A Clojure library for making operations resilient: retrying transient failures
(with-retries) and short-circuiting persistently-failing dependencies
(with-circuit-breaker).
New in 2.0: circuit breakers join retries as a first-class tool — see Circuit breakers.
[listora/again "2.0.0"]
With deps.edn:
listora/again {:mvn/version "2.0.0"}
Requires Clojure 1.8 or later.
2.0 adds circuit breakers (see Circuit breakers) alongside the
existing retry API — existing with-retries code keeps working. The one breaking
change is in the retry callback: :again.core/status can now also be :interrupted
(when an InterruptedException stops retrying), in addition to :success, :retry,
and :failure. If your callback dispatches exhaustively on the status without a
:default case (e.g. a defmulti or case over :again.core/status), add an
:interrupted branch.
Run the test suite with the Clojure CLI:
clojure -X:test
Check (or fix) formatting with cljfmt:
clojure -M:fmt/check
clojure -M:fmt/fix
Release coordinate: listora/again. Releases are published to Clojars.

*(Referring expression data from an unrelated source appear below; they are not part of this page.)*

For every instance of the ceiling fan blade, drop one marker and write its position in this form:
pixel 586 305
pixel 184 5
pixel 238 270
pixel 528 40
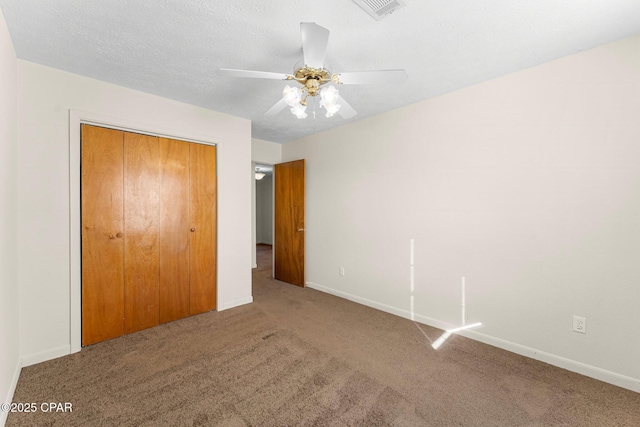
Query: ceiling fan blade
pixel 277 107
pixel 373 77
pixel 314 44
pixel 346 111
pixel 253 74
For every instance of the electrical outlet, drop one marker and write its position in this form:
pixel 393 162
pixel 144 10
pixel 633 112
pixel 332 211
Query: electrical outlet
pixel 579 324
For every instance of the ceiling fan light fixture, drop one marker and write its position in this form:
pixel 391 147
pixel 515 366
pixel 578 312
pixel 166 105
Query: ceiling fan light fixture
pixel 292 96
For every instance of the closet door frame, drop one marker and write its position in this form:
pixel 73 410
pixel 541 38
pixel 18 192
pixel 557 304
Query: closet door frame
pixel 76 119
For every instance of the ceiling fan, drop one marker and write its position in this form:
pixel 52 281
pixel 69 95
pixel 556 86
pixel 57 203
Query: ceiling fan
pixel 312 78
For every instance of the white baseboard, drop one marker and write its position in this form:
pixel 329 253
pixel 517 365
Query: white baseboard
pixel 235 303
pixel 10 393
pixel 614 378
pixel 43 356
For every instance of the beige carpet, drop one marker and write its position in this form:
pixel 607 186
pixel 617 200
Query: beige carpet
pixel 298 357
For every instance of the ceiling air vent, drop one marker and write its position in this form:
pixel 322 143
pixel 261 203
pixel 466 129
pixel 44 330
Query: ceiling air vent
pixel 380 8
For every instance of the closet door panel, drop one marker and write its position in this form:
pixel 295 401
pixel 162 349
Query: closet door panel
pixel 102 227
pixel 202 242
pixel 174 229
pixel 141 209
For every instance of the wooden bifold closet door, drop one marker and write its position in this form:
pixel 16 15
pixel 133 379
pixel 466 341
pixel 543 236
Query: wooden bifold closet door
pixel 148 231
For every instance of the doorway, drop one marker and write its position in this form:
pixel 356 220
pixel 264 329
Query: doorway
pixel 264 217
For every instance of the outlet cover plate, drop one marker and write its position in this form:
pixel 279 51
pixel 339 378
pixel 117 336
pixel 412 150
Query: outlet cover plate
pixel 579 324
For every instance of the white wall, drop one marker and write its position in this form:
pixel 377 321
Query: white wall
pixel 528 186
pixel 264 210
pixel 9 344
pixel 47 98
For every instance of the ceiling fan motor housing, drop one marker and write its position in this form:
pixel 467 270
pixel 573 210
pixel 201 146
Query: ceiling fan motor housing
pixel 312 78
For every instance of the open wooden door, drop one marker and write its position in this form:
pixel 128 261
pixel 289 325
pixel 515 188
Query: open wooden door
pixel 288 248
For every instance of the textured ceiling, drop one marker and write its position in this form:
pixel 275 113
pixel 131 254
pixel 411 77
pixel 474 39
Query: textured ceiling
pixel 173 48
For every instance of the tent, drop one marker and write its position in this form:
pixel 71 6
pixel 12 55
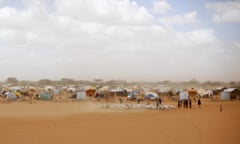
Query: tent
pixel 151 96
pixel 183 95
pixel 10 96
pixel 81 95
pixel 46 96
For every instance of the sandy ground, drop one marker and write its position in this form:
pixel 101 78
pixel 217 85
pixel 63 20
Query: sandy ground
pixel 82 122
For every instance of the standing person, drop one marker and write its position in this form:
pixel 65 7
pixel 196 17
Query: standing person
pixel 157 103
pixel 186 101
pixel 199 103
pixel 160 101
pixel 120 100
pixel 190 103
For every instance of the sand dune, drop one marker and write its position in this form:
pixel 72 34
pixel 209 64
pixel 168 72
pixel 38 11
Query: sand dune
pixel 82 122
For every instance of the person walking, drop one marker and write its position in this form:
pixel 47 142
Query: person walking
pixel 221 108
pixel 199 103
pixel 190 103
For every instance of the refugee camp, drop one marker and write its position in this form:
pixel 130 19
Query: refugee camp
pixel 119 71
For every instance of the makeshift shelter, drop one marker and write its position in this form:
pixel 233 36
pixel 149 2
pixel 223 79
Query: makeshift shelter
pixel 118 92
pixel 10 96
pixel 151 96
pixel 81 95
pixel 183 95
pixel 46 96
pixel 230 93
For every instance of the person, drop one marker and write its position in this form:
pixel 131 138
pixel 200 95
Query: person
pixel 160 101
pixel 179 103
pixel 157 103
pixel 221 108
pixel 199 103
pixel 120 100
pixel 190 103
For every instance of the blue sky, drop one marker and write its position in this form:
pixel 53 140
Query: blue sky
pixel 134 40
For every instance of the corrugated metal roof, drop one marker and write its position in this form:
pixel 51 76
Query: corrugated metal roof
pixel 229 89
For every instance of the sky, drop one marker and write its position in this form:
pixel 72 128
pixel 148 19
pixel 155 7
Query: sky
pixel 132 40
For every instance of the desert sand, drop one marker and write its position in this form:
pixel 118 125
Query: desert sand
pixel 83 122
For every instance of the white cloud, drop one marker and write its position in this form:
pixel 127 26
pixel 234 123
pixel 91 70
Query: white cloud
pixel 160 6
pixel 187 18
pixel 105 11
pixel 227 11
pixel 110 39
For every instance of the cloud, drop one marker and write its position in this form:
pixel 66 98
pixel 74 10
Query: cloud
pixel 227 11
pixel 110 39
pixel 105 11
pixel 160 6
pixel 187 18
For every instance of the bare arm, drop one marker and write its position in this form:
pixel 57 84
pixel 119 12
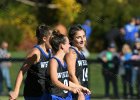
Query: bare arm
pixel 71 62
pixel 31 59
pixel 53 74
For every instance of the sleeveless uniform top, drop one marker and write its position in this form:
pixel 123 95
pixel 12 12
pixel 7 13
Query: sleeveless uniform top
pixel 63 77
pixel 81 68
pixel 36 78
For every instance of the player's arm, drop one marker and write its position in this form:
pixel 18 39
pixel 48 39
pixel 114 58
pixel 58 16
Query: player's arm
pixel 53 65
pixel 71 62
pixel 32 58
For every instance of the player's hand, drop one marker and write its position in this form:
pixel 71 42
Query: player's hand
pixel 86 90
pixel 75 90
pixel 13 95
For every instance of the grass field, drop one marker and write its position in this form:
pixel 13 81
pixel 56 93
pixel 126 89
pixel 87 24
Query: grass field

Update version references — bump the version in build.clj (the
version var), README.md (the Clojars snippet), and the deps.edn
comment.
Update CHANGELOG.md — rename the [Unreleased] section to the new
version with today's date, add a fresh empty [Unreleased] section at the
top, and update the comparison links at the bottom.
Commit and tag:
git commit -am "Release x.y.z"
git tag vx.y.z
git push origin main --tags
Deploy to Clojars — set CLOJARS_USERNAME and CLOJARS_PASSWORD (use
a deploy token, not your account password), then run:
clojure -T:build jar
clojure -X:deploy
Require the library:
(require '[again.core :as again])
Again provides two composable resilience tools:
with-retries). For transient failures that are likely to pass
on a retry.with-circuit-breaker). For
persistent failures.The two are independent and compose by nesting — and the nesting order matters, because it decides what the breaker counts as a single failure:
A typical setup is breaker-innermost, paired with a retry callback that returns
::again/fail on a circuit-open exception, so the retry loop stops the moment the
breaker opens instead of sleeping through its remaining delays:
(def breaker
(again/circuit-breaker (again/consecutive-failures 5) {::again/reset-timeout 30000}))
(again/with-retries
{::again/strategy (again/max-retries 10 (again/constant-strategy 100))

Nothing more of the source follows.